In 12 months, The Zummers have gone from playing backyards to headlining regional festivals.
Over the last year, the quartet of genre-bending rockers has taken top honours at both the Crystal Lounge’s Whistler Music Search and the Brackendale Art Gallery’s Battle of the Bands. The band—featuring Tom Csima, Mikey Muscat, Alex Drapeau and Jessie Richards—has crisscrossed the province, played to festival crowds from Prince George to Squamish and tracked five songs at Holy Cow Studio in Kamloops.
But it’s "Grenoble," a “last-minute add-on” written a few weeks before they hit the studio, that marks their official arrival.
“When we were deciding which song to choose as the first single to release, it was very difficult,” Csima says. “We have such a diverse and eclectic range of influences and song styles, but we felt 'Grenoble' had all the elements that make up The Zummers. It was unique and catchy and a great sample for what is to come.”
"Grenoble" blends folk-rock roots with funk and disco, drawing comparisons to Steely Dan and Dire Straits. The song is named for the French Alpine town where Csima once lived in a “dingy apartment” during a transitional time.
“I had just left New Zealand where I had my PR, and followed my girlfriend back to France,” he says. “Shortly after moving there we found out she was pregnant with our son… We only had one key fob, so she used to have to throw it down to me from her fifth-floor window. I always found this kind of ridiculous, and imagined how we must have looked to our neighbours… in the dark trying to catch keys flying down from above.”
That mental image sat in his lyric notebook for years.
“I wrote some lines about it which marinated for a few years unfinished, but eventually shaped into a full song,” Csima says. “The apartment and our living situation is a bit of a metaphor for our lives, and how we just made it work, despite the challenges, and still always found a way to appreciate the beauty of it.”
Musically, the track showcases each Zummer at full tilt.
Muscat drums and pairs the organ with his backing vocals on the track’s infectious chorus. Drapeau contributes mandolin and slide guitar, interweaving with Csima and Muscat’s vocals to produce a “haunting harmony.” And Richards’ bassline anchors the song’s climactic final section, just before the beat breaks open and a French mademoiselle’s voice glides into the mix.
The Zummers’ style, explains Csima, is somewhat blended.
“It’s always really difficult to pin down a genre,” he muses. “We like to say we have some rock bangers like The Strokes, but the soul of Alabama Shakes, and I'm cautious of the absurdity of comparing ourselves to The Beatles, but we love vocal harmonies and have a wide range of song styles, similar to what you would see on the later Beatles albums.”
To celebrate "Grenoble’s" release, the band is kicking off a mini-tour around southern B.C.
Their first stop, on Aug. 15, is at the Heatley Pub in Vancouver, where they’ll be joined by Leah Barley and Myles from Home, before heading to the Rogue Arts Festival in Sechelt on Aug. 16. The tour culminates in a homecoming—a free double-set gig on Aug. 17 at Collins Cross Farm as part of the Slow Food Cycle after-party. There, the band will team up with food truck The Silver Chook and Pemberton Brewing to cap their summer with, as Csima puts it, “a bit of a love letter to the valley.”
Although early buzz around "Grenoble" has raised expectations, Csima remains grounded in the community that propelled The Zummers forward from the beginning.

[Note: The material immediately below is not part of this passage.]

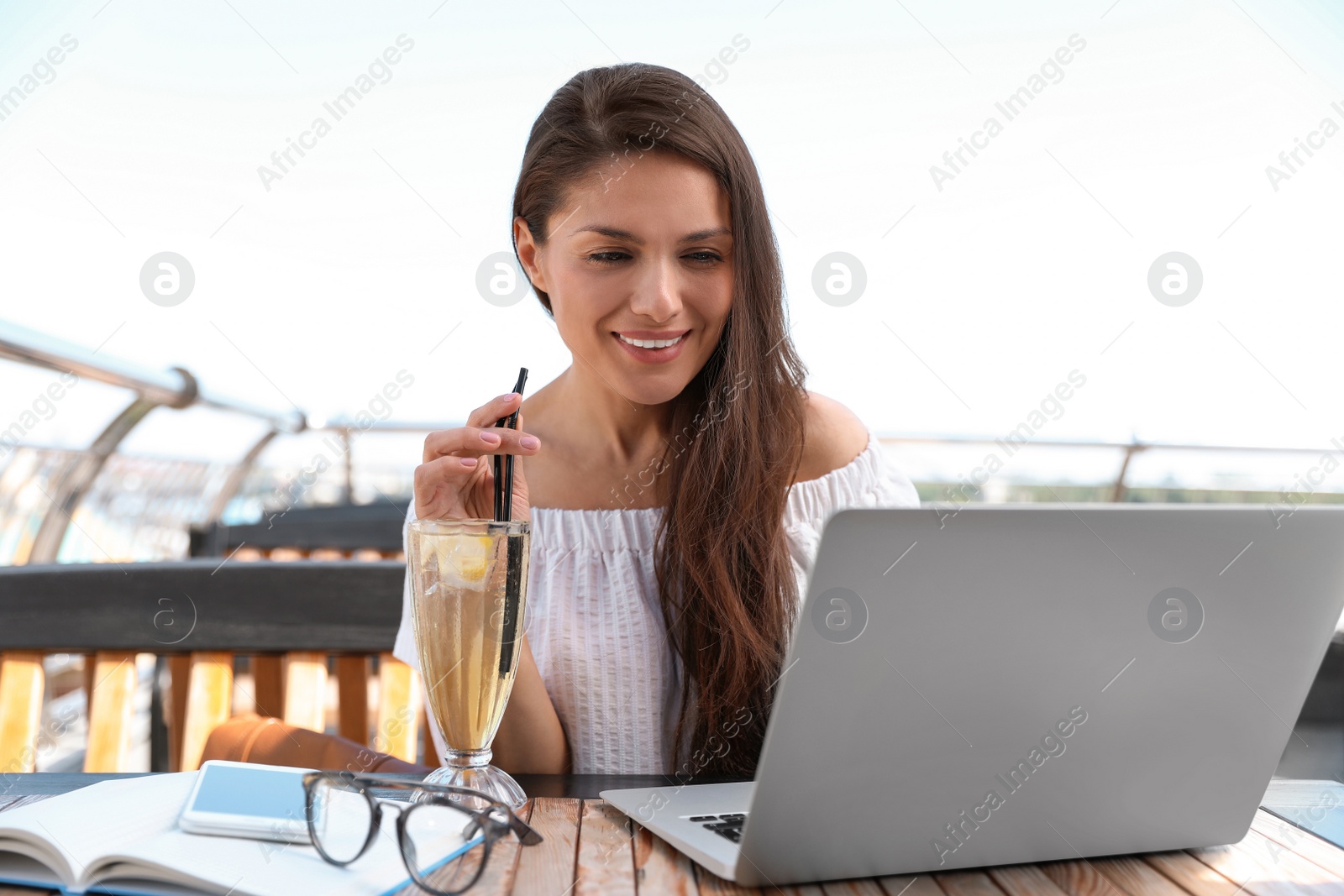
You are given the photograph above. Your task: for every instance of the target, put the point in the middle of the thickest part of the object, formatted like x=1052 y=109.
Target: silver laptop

“We have been so incredibly lucky to get to play some big shows locally in our very short time as a band,” he says. “The local audience always brings such an infectious energy and enthusiasm. We feel we owe our success so far to the word of mouth of our local fans, and we hope that they dig our songs and get to enjoy them wherever they’d like.”
Csima says "Grenoble" is just the beginning for the band’s original music.
“This is the first of many,” he says. “We are continuing to write new music faster than we can record and release it.”
For now, "Grenoble" plays like a groove-laced postcard from the edge of adulthood—hopeful, chaotic and unmistakably Zummers.